Parameter Estimation Procedures for Deep Multi-Frame MVDR Filtering for Single-Microphone Speech Enhancement
Parameter Estimation Procedures for Deep Multi-Frame MVDR Filtering for Single-Microphone Speech Enhancement
Parameter Estimation Procedures for Deep Multi-Frame MVDR Filtering for Single-Microphone Speech Enhancement
Marvin Tammen, Simon Doclo
Aiming at exploiting temporal correlations across consecutive time frames in the short-time Fourier transform (STFT) domain, multi-frame algorithms for single-microphone speech enhancement have been proposed, which apply a complex-valued filter to the noisy STFT coefficients. Typically, the multi-frame filter coefficients are either estimated directly using deep neural networks or a certain filter structure is imposed, e.g., the multi-frame minimum variance distortionless response (MFMVDR) filter structure. Recently, it was shown that integrating the fully differentiable MFMVDR filter into an end-to-end supervised learning framework employing temporal convolutional networks (TCNs) allows for a high estimation accuracy of the required parameters, i.e., the speech inter-frame correlation vector and the interference covariance matrix.
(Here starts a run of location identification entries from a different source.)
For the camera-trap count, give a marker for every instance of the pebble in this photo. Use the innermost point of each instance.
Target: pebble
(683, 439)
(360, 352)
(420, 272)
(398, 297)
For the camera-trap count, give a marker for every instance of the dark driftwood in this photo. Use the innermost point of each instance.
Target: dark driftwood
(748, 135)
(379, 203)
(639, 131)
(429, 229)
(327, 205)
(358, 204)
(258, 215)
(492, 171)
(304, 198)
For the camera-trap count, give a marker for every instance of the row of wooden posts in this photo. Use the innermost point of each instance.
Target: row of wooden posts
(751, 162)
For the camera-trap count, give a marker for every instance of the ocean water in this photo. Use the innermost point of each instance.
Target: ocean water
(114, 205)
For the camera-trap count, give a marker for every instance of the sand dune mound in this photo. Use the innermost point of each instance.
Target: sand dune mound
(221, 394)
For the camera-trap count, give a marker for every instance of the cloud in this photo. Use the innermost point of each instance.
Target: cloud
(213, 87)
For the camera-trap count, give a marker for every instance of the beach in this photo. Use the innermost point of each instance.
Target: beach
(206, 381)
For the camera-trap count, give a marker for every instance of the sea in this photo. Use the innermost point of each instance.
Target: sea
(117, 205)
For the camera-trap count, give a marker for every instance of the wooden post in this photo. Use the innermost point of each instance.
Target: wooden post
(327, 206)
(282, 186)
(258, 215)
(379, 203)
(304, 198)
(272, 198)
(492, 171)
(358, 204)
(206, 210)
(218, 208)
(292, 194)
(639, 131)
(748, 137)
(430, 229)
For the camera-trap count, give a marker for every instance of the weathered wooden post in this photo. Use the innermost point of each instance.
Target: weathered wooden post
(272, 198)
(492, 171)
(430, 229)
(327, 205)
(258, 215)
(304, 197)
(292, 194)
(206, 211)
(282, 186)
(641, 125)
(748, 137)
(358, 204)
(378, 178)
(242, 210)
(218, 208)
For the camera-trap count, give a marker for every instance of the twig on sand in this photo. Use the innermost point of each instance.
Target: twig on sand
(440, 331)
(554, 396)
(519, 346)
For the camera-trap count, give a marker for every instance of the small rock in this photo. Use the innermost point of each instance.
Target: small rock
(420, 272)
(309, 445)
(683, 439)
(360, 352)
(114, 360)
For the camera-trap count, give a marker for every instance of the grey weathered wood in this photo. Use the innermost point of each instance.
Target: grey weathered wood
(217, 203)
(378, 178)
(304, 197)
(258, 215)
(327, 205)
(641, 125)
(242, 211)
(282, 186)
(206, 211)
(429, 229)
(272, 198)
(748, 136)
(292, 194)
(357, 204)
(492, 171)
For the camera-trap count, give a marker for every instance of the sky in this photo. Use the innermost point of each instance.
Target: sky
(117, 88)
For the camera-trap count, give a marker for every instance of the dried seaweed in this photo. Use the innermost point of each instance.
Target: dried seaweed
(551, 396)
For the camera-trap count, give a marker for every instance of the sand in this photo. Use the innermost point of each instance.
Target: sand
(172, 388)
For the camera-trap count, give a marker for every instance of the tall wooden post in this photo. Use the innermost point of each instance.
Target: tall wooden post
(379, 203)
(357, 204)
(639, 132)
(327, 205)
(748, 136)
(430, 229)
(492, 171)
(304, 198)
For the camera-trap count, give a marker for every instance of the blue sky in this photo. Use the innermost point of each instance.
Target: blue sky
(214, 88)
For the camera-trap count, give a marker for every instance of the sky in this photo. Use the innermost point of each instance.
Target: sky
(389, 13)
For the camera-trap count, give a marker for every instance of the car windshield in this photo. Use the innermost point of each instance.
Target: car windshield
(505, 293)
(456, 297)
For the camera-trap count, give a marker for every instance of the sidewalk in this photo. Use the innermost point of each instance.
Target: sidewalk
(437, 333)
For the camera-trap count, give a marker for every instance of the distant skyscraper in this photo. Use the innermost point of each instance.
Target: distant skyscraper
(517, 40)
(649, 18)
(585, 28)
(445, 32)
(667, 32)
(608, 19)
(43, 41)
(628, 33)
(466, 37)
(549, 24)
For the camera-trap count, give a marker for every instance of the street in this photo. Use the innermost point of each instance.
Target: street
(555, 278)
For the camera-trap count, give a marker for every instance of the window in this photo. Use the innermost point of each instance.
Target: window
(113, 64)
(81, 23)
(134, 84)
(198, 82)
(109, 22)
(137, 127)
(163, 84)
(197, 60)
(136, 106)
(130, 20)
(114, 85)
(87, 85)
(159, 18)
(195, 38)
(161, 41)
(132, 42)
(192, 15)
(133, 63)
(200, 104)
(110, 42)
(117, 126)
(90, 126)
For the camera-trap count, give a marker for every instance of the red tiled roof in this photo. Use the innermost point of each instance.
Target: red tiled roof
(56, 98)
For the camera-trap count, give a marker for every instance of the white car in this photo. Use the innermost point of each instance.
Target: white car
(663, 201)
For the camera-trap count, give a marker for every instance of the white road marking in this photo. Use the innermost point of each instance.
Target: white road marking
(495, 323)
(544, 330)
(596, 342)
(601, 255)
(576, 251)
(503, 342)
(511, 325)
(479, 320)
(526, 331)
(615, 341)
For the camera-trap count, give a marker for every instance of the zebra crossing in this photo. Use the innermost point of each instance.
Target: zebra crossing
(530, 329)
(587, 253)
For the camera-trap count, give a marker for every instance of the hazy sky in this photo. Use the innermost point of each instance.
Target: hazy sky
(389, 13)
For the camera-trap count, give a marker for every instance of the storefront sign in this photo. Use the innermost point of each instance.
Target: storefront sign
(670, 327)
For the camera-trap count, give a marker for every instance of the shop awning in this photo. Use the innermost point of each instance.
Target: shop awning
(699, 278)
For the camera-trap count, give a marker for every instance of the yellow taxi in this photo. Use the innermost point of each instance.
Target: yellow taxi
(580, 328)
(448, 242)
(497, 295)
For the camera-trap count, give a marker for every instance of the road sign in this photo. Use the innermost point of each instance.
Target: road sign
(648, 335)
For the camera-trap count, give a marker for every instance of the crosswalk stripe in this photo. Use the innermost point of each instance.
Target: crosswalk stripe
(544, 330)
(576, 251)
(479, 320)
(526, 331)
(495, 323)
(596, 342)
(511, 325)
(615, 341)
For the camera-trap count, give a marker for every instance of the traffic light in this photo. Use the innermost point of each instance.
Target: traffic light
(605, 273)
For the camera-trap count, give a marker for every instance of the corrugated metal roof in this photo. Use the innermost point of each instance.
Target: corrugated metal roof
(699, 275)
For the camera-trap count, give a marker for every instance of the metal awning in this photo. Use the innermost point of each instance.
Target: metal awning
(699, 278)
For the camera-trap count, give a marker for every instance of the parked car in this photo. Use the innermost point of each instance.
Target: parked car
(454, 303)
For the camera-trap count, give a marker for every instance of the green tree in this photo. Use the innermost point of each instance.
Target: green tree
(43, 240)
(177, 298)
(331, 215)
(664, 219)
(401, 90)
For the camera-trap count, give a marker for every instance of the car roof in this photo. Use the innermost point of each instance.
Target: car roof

In this paper, we investigate different covariance matrix structures, namely Hermitian positive-definite, Hermitian positive-definite Toeplitz, and rank-1. The main difference between the considered matrix structures lies in the number of parameters that need to be estimated by the TCNs and hence the computational complexity. When assuming a rank-1 matrix structure, we show that the MFMVDR filter can be written as a linear combination of the TCN outputs, significantly reducing computational complexity. In addition, we consider a covariance matrix estimation procedure based on recursive smoothing, where the smoothing factors are estimated using TCNs. Experimental results on the deep noise suppression challenge 1 and 2 datasets show that the estimation procedure using the Hermitian positive-definite matrix structure yields the best performance, closely followed by the rank-1 matrix structure at a much lower complexity. Furthermore, it is shown for the best-performing MFMVDR filters that imposing the MFMVDR filter structure instead of directly estimating the multi-frame filter coefficients is beneficial in terms of speech enhancement performance.